Thanks for your reply. 15 months... wow that seems early to be climbing out of the cot! You must have an adventurous boy on your hands! We have just started to have a few problems getting little miss to stay in the bed... first 3 days were great, but now she is so confident of climbing out, the minute we leave the room you hear 'thud.... pitter, patter, pitter, patter... rattle, rattle' at the door. So it is time to go back in and put her back into bed. After doing this a dozen times she gets the hint!!!

This morning I was woken by my daughter sticking her finger into my eye and smiling at me... don't you just love it! wink

Thanks for sharing this cot to bed experience with me...

Michelle. smile

hello everyone,
this is just an idea for the question that Ailsa asked about the right time or signs. my 17/18 month old had been sick for about 1 and a half weeks and the only way she would settle was in our bed, this of course sent her great sleeping patteren out the window.
we tried to put her back into the cot in her room that didnt work, brought the cot into our room, that didnt work either, so thats how we decided to put her into the bed.
i wish i had done a little bit more research on this because I dont think she knows whats going on, we put her into her bed and let her cry it out.
the first night she screamed, same the second but a little less, so i am going to go on this theroy and hope it works. Any ideas anyone?
i always seem to be asking "what do i do?" and worrying that ive done something wrong.
she is a late walker only just starting so i dont know if i have done the right thing by her?

catherine mum to tasmin and Liam

Hi Catherine,

I think you are doing a great job at being a mum... we all worry if we are doing the right thing and sometimes there isn't a right or wrong answer. I think motherhood is a lot of trial and error - seriously anyone who thinks there is a motherhood handbook out there with set rules is crazy. All mother's are different and all babies are different too. That's what makes us all unique and special in our own way.

As for putting your toddler into a bed, I don't think you have done the wrong thing. If your toddler can stand and walk it would certainly be an advantage though. As she might need a little confidence to be in a bigger space to sleep and to be able to climb out if she needs to.

I have found that my daughter while she has tranferred well into her new big bed still has her moments where she will cry and climb out of bed over and over again. But I think that is all part of the new arrangement. Also just by trying a few different things I have found tucking a pillow into the bed beside my daughter makes her feel snug and secure... just another idea to try.

I think toddlers are brighter than we give them credit for sometimes too. They play on the fact that we are anxious about the changes in their tiny lives. You just need to stay consistent and reassurring towards your toddler about the changes taking place. Don't let her crying get you all upset as you are not doing her any harm.

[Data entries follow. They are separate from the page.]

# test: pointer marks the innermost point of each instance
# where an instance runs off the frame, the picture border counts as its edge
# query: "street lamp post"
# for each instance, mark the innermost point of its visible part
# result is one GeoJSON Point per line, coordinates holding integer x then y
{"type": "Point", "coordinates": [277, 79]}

Keep up the great job you are doing and NEVER be afraid to ask questions...

Best of luck,

Michelle smile
thank you for your reasuring words, i think you hit the nail on the haed with right or wrong answers.
i dont know if you have this feeling, but when i was pregnant with Tasmin i read everything i could on everything.
when they are born you are all cashed up on fresh ideas on how things run, you are kind of on auto piolet after a while and things become a patteren. you dont really need to think of new things to get your baby to sleep, drink, eat, treatments. you also calm yourself with the fact that you are new at this and its ok not to know what to do.
after a couple of months of the sameish things, you need to start thinking again and you start to feel anxious, same as someone who didnt read, listen to anyone about what you do with a new baby.
but when youve been a mother for more than a year, you get down on yourself when you dont know the answer.
as you said "You just need to stay consistent and reassurring towards your toddler about the changes taking place. Don't let her crying get you all upset as you are not doing her any harm."
thank you! you are a big help

catherine mum to tasmin and Liam

and just for the record you are the first person to say that i am doing a great job! thank you!